Ceulx qui ont à negocier avecques des femmes testues, peuvent avoir essayé à quelle rage on les iecte, quand on oppose à leur agitation le silence et la froideur, et qu'on desdaigne de nourrir leur courroux. L'orateur Celius estoit merveilleusement cholere de sa nature à un qui souppoit en sa compaignie, homme de molle et doulce conversation, et qui pour ne l'esmouvoir, prenoit party d'approuver tout ce qu'il disoit, et d'y consentir; luy ne pouvant souffrir son chagrin se passer ainsi sans aliment : « Nie moy quelque chose, de par les dieux, dit il, afin que nous soyons deux'. » Elles, de mesme, ne se courroucent qu'afin qu'on se contrecourrouce, à l'imitation des loix de l'amour.
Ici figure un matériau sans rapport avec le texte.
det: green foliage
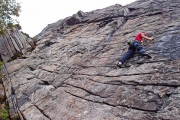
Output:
[0,105,10,120]
[0,0,21,34]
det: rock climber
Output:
[117,32,153,67]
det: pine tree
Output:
[0,0,21,34]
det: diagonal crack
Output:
[34,105,51,120]
[65,91,157,113]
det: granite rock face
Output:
[0,28,35,62]
[3,0,180,120]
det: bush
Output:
[0,105,9,120]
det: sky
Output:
[16,0,136,37]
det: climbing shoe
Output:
[142,53,152,58]
[117,62,122,68]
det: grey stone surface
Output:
[2,0,180,120]
[0,28,35,62]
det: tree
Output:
[0,0,21,34]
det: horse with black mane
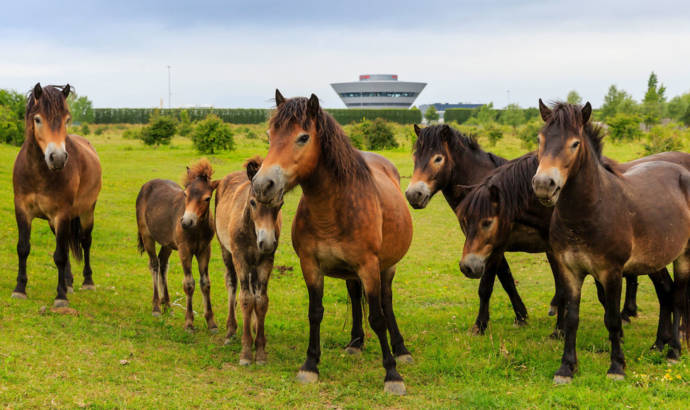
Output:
[12,83,101,307]
[136,159,218,332]
[405,125,637,334]
[252,90,412,394]
[216,157,282,366]
[532,100,690,384]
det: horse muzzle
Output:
[405,181,431,209]
[252,165,286,205]
[459,253,486,279]
[44,142,69,171]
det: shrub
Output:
[643,123,690,155]
[141,115,175,145]
[606,112,642,141]
[516,119,544,150]
[192,114,235,154]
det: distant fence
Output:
[93,108,422,124]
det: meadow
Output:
[0,125,690,408]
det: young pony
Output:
[532,100,690,384]
[252,90,412,394]
[12,83,101,307]
[136,159,218,332]
[216,157,282,366]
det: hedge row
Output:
[94,108,422,124]
[94,108,269,124]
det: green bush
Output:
[192,114,235,154]
[141,115,175,145]
[606,112,642,141]
[643,123,690,155]
[516,119,544,150]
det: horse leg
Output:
[158,246,172,312]
[12,210,31,299]
[254,257,273,364]
[621,275,638,323]
[496,255,527,326]
[297,258,322,383]
[220,245,237,345]
[666,250,690,362]
[79,212,96,290]
[196,242,218,333]
[345,279,364,354]
[357,258,406,395]
[381,266,414,363]
[177,246,195,331]
[53,217,70,307]
[600,271,625,380]
[553,263,584,384]
[472,264,496,335]
[649,268,673,352]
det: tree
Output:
[192,114,235,154]
[501,104,525,129]
[67,92,94,124]
[600,85,637,121]
[424,105,438,122]
[566,90,582,104]
[642,71,666,125]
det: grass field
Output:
[0,128,690,408]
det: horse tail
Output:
[67,217,82,261]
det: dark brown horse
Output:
[532,100,690,383]
[12,84,101,307]
[253,90,412,394]
[137,159,218,332]
[458,152,690,336]
[216,157,282,366]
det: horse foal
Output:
[216,157,282,366]
[137,159,218,332]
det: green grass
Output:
[0,128,690,408]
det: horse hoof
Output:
[297,370,319,384]
[606,373,625,381]
[549,306,558,316]
[553,375,573,385]
[53,299,69,307]
[395,353,414,364]
[383,381,407,396]
[345,346,362,356]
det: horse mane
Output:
[24,85,69,131]
[269,97,372,181]
[459,152,539,229]
[182,158,213,186]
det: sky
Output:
[0,0,690,108]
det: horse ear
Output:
[32,83,43,100]
[582,101,592,124]
[307,94,319,117]
[245,157,262,181]
[539,98,551,122]
[276,88,285,107]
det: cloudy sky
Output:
[0,0,690,107]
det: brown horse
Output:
[137,159,218,332]
[252,90,412,394]
[216,157,282,366]
[532,100,690,383]
[12,83,101,307]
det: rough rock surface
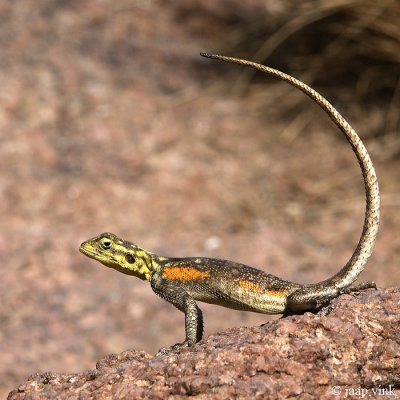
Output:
[8,288,400,400]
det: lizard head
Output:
[79,232,156,280]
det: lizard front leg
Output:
[150,272,203,350]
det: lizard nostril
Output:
[125,254,135,264]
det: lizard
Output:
[79,53,380,351]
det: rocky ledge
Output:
[8,288,400,400]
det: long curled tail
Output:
[200,53,380,296]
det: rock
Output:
[8,288,400,400]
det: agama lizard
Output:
[79,53,380,350]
Phocion, à un homme qui luy troubloit son propos en l'iniuriant asprement, n'y feit aultre chose que se taire, et luy donner tout loisir d'espuiser sa cholere: cela faict, sans aulcune mention de ce trouble, il recommencea son propos en l'endroict où il l'avoit laissé. Il n'est replique si picquante comme est un tel mespris.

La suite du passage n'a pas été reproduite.